Stdlib, what's in, what's out
On Tuesday, September 19, 2017 at 1:05:51 AM UTC-7, Stefan Behnel wrote:
> John Ladasky schrieb am 19.09.2017 um 08:54:
> > I have come to understand from your other posts that adding something to
> > the stdlib imposes significant constraints on the release schedules of
> > those modules. I can appreciate the hassle that might cause. Still,
> > now I wonder what I might be missing.
> There are many packages on PyPI that reimplement functionality of the
> stdlib in some "better" way, by their own definition of "better". Some are
> faster, some are more feature-rich, some have a better API, some focus on
> making specific special cases faster/easier/whatever.
And of course I have found some other third-party packages: scipy, pandas, matplotlib, and PyQt5 are important for my work. I helped a student of mine get selenium running. In the case of PyQt, I found TKinter unsatisfactory many years ago, and went looking for better choices. I used wxPython first, when I was working in Py2. When wxPython was slow to migrate to Py3, I went searching again.
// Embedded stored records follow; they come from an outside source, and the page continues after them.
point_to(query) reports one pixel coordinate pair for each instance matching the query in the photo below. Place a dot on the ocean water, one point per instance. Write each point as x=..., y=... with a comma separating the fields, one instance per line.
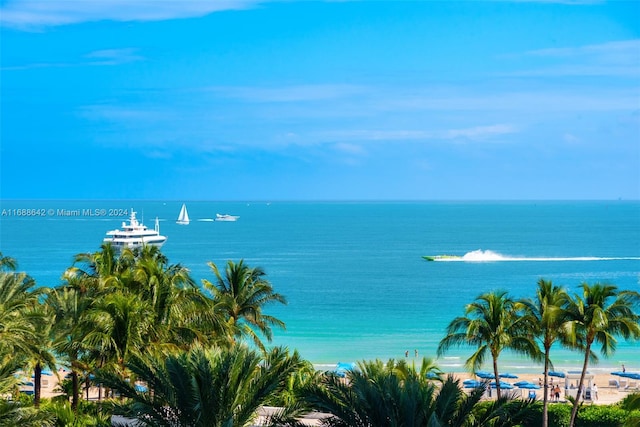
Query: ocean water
x=353, y=273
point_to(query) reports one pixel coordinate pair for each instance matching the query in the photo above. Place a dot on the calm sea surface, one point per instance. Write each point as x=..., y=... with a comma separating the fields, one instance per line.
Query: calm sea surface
x=353, y=273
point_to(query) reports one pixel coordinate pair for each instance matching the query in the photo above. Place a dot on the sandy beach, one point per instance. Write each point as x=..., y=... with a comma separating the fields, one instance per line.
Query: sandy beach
x=611, y=388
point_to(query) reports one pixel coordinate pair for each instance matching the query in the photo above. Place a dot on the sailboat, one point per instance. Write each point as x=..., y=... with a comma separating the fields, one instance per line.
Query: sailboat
x=183, y=218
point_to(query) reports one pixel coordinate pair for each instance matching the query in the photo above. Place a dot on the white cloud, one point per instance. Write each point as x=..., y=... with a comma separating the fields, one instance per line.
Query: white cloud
x=37, y=14
x=477, y=133
x=299, y=93
x=617, y=58
x=113, y=56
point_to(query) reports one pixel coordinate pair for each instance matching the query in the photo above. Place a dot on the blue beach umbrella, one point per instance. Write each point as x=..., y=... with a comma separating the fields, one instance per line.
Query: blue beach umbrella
x=485, y=375
x=529, y=385
x=342, y=368
x=472, y=384
x=508, y=375
x=504, y=385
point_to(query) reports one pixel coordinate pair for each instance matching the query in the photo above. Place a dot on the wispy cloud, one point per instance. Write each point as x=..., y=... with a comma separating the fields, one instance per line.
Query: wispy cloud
x=39, y=14
x=477, y=133
x=103, y=57
x=113, y=56
x=619, y=59
x=299, y=93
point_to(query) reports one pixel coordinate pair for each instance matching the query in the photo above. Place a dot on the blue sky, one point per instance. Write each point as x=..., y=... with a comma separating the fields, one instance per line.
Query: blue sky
x=338, y=100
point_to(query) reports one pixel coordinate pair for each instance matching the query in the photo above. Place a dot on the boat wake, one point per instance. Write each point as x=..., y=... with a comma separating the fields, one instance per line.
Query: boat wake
x=490, y=256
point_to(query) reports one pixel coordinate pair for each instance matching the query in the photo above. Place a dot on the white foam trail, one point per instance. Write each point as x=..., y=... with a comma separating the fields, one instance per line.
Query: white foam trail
x=490, y=256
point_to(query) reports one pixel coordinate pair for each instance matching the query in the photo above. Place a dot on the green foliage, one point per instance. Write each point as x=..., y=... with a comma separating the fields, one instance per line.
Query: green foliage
x=88, y=415
x=601, y=416
x=559, y=416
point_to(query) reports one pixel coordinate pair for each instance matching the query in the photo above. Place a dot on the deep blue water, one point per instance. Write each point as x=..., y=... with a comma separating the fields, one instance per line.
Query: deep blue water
x=353, y=273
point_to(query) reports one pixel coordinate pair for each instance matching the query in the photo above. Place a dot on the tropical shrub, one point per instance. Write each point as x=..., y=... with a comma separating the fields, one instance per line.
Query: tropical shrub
x=601, y=416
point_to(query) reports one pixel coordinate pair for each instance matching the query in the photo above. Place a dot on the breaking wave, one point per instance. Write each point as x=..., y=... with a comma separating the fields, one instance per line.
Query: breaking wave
x=490, y=256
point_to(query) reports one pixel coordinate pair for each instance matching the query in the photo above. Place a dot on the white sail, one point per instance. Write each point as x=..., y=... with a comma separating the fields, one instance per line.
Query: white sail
x=183, y=218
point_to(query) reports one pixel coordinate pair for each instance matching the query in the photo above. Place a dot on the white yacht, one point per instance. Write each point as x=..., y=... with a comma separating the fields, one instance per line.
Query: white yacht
x=226, y=217
x=135, y=234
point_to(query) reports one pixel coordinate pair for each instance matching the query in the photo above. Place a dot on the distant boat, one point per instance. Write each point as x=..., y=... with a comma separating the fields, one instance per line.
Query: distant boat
x=135, y=234
x=183, y=218
x=226, y=217
x=441, y=257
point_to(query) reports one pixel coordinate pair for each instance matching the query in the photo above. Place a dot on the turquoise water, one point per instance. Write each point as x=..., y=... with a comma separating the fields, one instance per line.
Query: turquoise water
x=353, y=273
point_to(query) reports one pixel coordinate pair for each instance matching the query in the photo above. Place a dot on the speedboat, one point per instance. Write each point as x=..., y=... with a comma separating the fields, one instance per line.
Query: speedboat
x=135, y=234
x=226, y=217
x=441, y=257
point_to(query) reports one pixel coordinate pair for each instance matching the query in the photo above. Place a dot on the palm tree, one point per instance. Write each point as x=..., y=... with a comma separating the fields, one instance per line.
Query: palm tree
x=241, y=295
x=19, y=336
x=491, y=323
x=380, y=395
x=117, y=325
x=547, y=318
x=598, y=316
x=212, y=388
x=7, y=263
x=69, y=306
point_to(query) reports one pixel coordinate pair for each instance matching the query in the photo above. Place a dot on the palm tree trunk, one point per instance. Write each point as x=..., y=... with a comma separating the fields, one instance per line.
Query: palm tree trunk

> The stdlib is there to provide a base level of functionality. That base
> level tends to be much higher up than in most other programming languages,
Very much agreed.
> but from the point of view of Python, it's still just a base level, however
> comfortable it might be.
> If you need specific features, more speed, can't live with a certain API or
> feel that you are wasting too much developer time by doing something the
> way you always did it,
And that's the tricky part. Maybe there's a better way out there that is helping other programmers, but it isn't well-publicized. Say what you want about the hassle it imposes on package developers, but the best advertisement is having your package in the stdlib where everyone will see it.
> If you can live with what the stdlib provides, stick to it. Keeping foreign
> dependencies low is also "better" in some cases.
Also agreed. Thankfully, my code doesn't run on any machines more than two doors down from my office. And although it has to run on Windows, Linux, and Mac, I can get my hands on every machine and install the packages my users need.